Hey, well written. The ending picture was perfect. I'd write more, but my fingers are tired of typing...

Tulsi said...

Having my girls 7 years apart and Kass 3 years behind Brie and 4 years ahead of Mikele, it was easy when they were young. Except that I had a baby when 2 where in school. But I would have liked them closer in age around late elementary and early Jr. High. Now, we are coming around to them all being friends. Brie and Kass have always been buddies and close to the same stage of life. That one extra year gets Mikele shafted sometimes. But now that Mik is in HS, her brother is seriously protective and hates boys looking at her and can't do a darn thing about it being in OK, and Brie has a lunch partner to gossip with and give advice to who will heed it. I guess any which way you look at it it's perfect. I remember a lovely mark on Kass's arm when Mikele bit him. And he bit Brie. Wow, those were the days!!

The Garber Family said...

It's so hard when kids are young...the months fly by but the days last FOREVER! Now I'm looking at my two oldest and can't believe next year I'll have two kids in Elementary. I have been amazed watching you be the incredible wife and mother that you are. I love reading your blogs and seeing how having these kiddos seems to have thrown you, head over heels, into mothering. I feel like 3 kids really made me a mom. And you are doing an amazing job, especially considering the support you have to give to Zach. I'm sure my nieces are going to be the smartest, most talented young women in the world!

Rhonda said...

Poor girl, she just wants her cereal w/o the babies getting it.

I have a 7 yr old that still sneaks into his room to have a snack so the "toddlers" don't try to steal it. lol

La said...

"Well.
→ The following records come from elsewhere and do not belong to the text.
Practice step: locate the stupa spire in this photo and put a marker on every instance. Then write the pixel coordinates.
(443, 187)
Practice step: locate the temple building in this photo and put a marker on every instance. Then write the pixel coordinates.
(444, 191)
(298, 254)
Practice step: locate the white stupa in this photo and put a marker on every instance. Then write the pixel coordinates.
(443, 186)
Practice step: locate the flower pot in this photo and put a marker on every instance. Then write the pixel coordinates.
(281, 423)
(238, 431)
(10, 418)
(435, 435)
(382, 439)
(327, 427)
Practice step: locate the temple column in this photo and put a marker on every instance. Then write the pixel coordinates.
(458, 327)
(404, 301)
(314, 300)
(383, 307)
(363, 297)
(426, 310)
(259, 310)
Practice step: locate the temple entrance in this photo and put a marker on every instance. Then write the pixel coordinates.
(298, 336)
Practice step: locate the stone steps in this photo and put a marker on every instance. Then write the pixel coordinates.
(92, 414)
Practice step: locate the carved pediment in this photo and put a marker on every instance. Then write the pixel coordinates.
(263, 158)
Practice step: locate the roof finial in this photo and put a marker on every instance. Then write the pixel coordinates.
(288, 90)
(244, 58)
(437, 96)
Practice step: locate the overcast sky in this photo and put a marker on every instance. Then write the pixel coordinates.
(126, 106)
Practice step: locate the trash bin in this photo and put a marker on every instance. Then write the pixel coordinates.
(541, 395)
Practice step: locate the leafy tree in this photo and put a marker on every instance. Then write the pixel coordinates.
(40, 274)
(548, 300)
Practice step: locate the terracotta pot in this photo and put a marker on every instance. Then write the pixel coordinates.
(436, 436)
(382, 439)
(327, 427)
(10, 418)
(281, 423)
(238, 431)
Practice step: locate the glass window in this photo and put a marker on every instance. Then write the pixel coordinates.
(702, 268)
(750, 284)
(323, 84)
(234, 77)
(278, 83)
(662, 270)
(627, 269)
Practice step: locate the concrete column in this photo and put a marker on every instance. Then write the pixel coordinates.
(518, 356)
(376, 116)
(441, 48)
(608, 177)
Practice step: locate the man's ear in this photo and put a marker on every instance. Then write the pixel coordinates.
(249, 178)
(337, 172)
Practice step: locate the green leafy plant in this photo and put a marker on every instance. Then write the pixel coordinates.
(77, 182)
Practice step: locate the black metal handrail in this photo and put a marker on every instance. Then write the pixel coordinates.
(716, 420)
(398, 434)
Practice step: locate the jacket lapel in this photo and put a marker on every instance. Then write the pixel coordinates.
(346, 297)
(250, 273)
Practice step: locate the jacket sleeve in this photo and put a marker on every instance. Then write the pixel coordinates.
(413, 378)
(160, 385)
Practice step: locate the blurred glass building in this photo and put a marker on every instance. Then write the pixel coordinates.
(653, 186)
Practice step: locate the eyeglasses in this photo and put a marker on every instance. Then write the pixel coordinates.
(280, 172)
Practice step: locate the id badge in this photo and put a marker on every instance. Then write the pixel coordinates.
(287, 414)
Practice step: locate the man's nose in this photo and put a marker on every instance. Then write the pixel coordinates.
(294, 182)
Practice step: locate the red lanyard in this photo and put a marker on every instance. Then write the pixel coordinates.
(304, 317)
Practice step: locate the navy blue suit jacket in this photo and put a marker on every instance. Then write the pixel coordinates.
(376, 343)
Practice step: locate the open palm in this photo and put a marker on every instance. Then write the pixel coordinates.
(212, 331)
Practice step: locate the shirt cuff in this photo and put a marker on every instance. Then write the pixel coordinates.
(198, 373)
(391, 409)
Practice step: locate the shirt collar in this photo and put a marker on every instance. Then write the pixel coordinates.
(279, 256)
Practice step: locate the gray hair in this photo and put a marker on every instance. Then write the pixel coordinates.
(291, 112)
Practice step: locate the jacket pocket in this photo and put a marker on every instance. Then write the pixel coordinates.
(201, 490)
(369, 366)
It's clear who is the dominant twin."
"What are you talking about?"
"I walked first."
"I can walk now."
"I'm bigger."
"I'm cuter."
"Small doesn't necessarily mean cute."
"Big doesn't necessarily mean dominant."
"What does, then?"
"Don't go there."

Summer said...

"If Summer and Lara Had Been Born at the Same Time."

The dialogue of my twins, on the other hand, will read as follows:

"You go first, I insist."

"Oh, my darling sister, no- after you!"

"You are too kind. How was I blessed to enter the world at the same time as such an angel as you."

"There are precious few who would fill the requisites for such a priviledge, and you my dear, are just one such."

It's true. Just read Kiley's comment. ;D

Ally said...

So sorry about the biting.

We're dealing with a lot here.

Princess, I think, is finally displaying her displeasure at being one-upped by twins. We're having some real discipline troubles. Not biting, but can I just say how sick I am of hearing, 'I wish I didn't have two babies! I want them to go stay somewhere else....'

It really gets to me sometimes. :-(

Good luck. My heart goes out to you.